3 Elle peut recevoir des délégations d'organes internationaux, intergouvernementaux, gouvernementaux et non gouvernementaux qui en font la demande.
4 Elle est régulièrement informée par le Conseil d'Etat de la situation et des objets qui la concernent.
5 Elle fournit des préavis aux autres commissions auxquelles de tels objets sont renvoyés.
EXPOSÉ DES MOTIFS
Le rôle international de Genève n'a plus besoin d'être souligné.
Il est nécessaire que le parlement soit mieux associé à l'évolution de la situation, donne son avis, participe en pleine connaissance de cause à l'interface entre le secteur local et régional, et le secteur international, et à l'évolution de la situation de ce dernier.
Cette préoccupation à elle seule justifie une commission permanente de notre Conseil, au même titre qu'il existe, déjà, une commission des affaires régionales.
Par ailleurs, en liaison avec ce rôle, notre Conseil est régulièrement saisi de projets de motion et de résolution concernant, en particulier, les droits de l'homme ou exprimant un avis sur un autre point préoccupant de la situation dans le monde.
La création d'une telle commission permettra de disposer d'une meilleure continuité et de davantage de compétence et de recul dans la préparation et la soumission au plénum de tels projets, ainsi que de moyens de suivi, par le biais d'auditions, par exemple, ou de l'acquisition d'une documentation.
Enfin, une telle commission pourra de manière judicieuse accompagner la réalisation, par l'exécutif, de la politique cantonale d'aide humanitaire et au développement telle que prévue dans les budgets votés par le Grand Conseil.
N'est-il pas significatif qu'un récent projet relevant de cette matière, soit un crédit destiné à aider un hôpital palestinien, ait été renvoyé, faute d'instance adéquate, à la commission des affaires régionales, appelée pour la circonstance commission des affaires régionales et mondiales...
Pour ces motifs, nous vous recommandons, Mesdames et Messieurs les députés, d'adopter ce projet qui permettra d'associer mieux le Grand Conseil à la vocation et aux activités internationales de notre cité.
Préconsultation
M. Dominique Hausser (S). Ce projet de loi ainsi que la motion relèvent de la même logique.
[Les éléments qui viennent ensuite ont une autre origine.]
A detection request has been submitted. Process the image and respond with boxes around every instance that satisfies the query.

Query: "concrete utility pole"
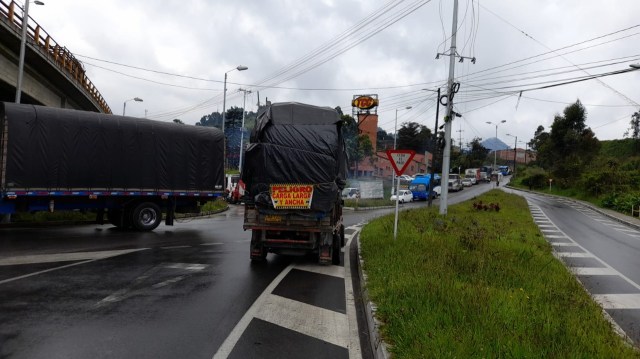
[440,0,458,215]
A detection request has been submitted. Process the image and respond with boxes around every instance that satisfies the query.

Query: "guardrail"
[0,0,112,114]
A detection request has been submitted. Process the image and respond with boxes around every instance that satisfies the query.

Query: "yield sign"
[387,150,416,176]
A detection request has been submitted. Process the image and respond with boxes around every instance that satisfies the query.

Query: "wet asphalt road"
[5,185,640,358]
[0,184,484,358]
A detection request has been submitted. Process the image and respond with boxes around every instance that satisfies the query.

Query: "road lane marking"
[295,264,344,278]
[213,264,294,359]
[0,248,149,284]
[571,267,618,276]
[593,294,640,309]
[255,294,349,348]
[0,248,147,266]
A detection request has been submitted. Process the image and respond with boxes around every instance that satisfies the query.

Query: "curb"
[356,233,391,359]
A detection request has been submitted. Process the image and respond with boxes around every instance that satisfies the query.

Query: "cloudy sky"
[23,0,640,147]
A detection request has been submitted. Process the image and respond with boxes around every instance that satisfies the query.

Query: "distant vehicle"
[464,175,478,185]
[390,189,413,203]
[449,174,464,192]
[409,174,440,201]
[342,187,360,199]
[398,175,413,182]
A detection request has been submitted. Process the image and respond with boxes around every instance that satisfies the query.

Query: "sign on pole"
[387,150,416,240]
[387,150,416,176]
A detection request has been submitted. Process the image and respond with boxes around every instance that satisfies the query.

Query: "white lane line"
[160,246,191,249]
[165,263,208,271]
[213,264,293,359]
[344,228,362,359]
[593,294,640,309]
[0,248,149,284]
[0,248,147,266]
[571,267,618,276]
[555,252,596,258]
[294,264,344,278]
[255,294,349,348]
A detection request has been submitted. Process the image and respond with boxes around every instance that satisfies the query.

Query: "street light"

En effet, on constate de plus en plus fréquemment l'importance du lien entre les affaires locales et internationales. La Maison de l'Environnement, la Maison de l'Europe ou l'OMC sont, bien entendu, des points importants pour Genève. Ils en sont sa vitrine internationale et comprennent d'importants éléments d'aménagement du territoire qui doivent être traités au niveau local.
Il importe donc de «visibiliser» les outils de traitement de ces objets qui relèvent du Conseil d'Etat et du Grand Conseil. Cependant, on constate des difficultés au niveau du fonctionnement. Ce projet de loi vise à préciser les tâches du Grand Conseil ainsi que les outils dont notre parlement compte se doter pour se faciliter la tâche.
Cette commission des affaires internationales pourra ainsi traiter, avec un meilleur suivi, des prises de position comme les résolutions ou les crédits relevant de l'aide humanitaire ou du développement. Bref, tous les objets en lien avec la Genève internationale. En étant régulièrement informée par le Conseil d'Etat, elle favorisera ainsi les relations entre l'exécutif et le législatif. Voilà en quelques mots les raisons de ce projet que nous vous encourageons à soutenir largement.
Mme Anne Chevalley (L). J'interviens au nom du groupe libéral sur le projet de loi 7168 et sur la motion 942. Si l'intérêt que portent les auteurs de ces deux projets au rôle international que joue notre canton nous ravit et nous prouve combien il est justement perçu comme digne d'être, je cite, «pleinement défendu», le groupe libéral n'entrera néanmoins pas en matière pour les raisons suivantes.
Dans le domaine des affaires internationales, Genève ne peut agir que par délégation de la Confédération. Il est vrai que notre gouvernement s'est beaucoup et continue plus que jamais à s'investir et à s'engager à Berne, dans toutes sortes de démarches tendant à soutenir les organisations internationales, tant sur le plan politique que logistique. Ses récents efforts pour conserver, en notre ville, l'Organisation mondiale du commerce le prouvent.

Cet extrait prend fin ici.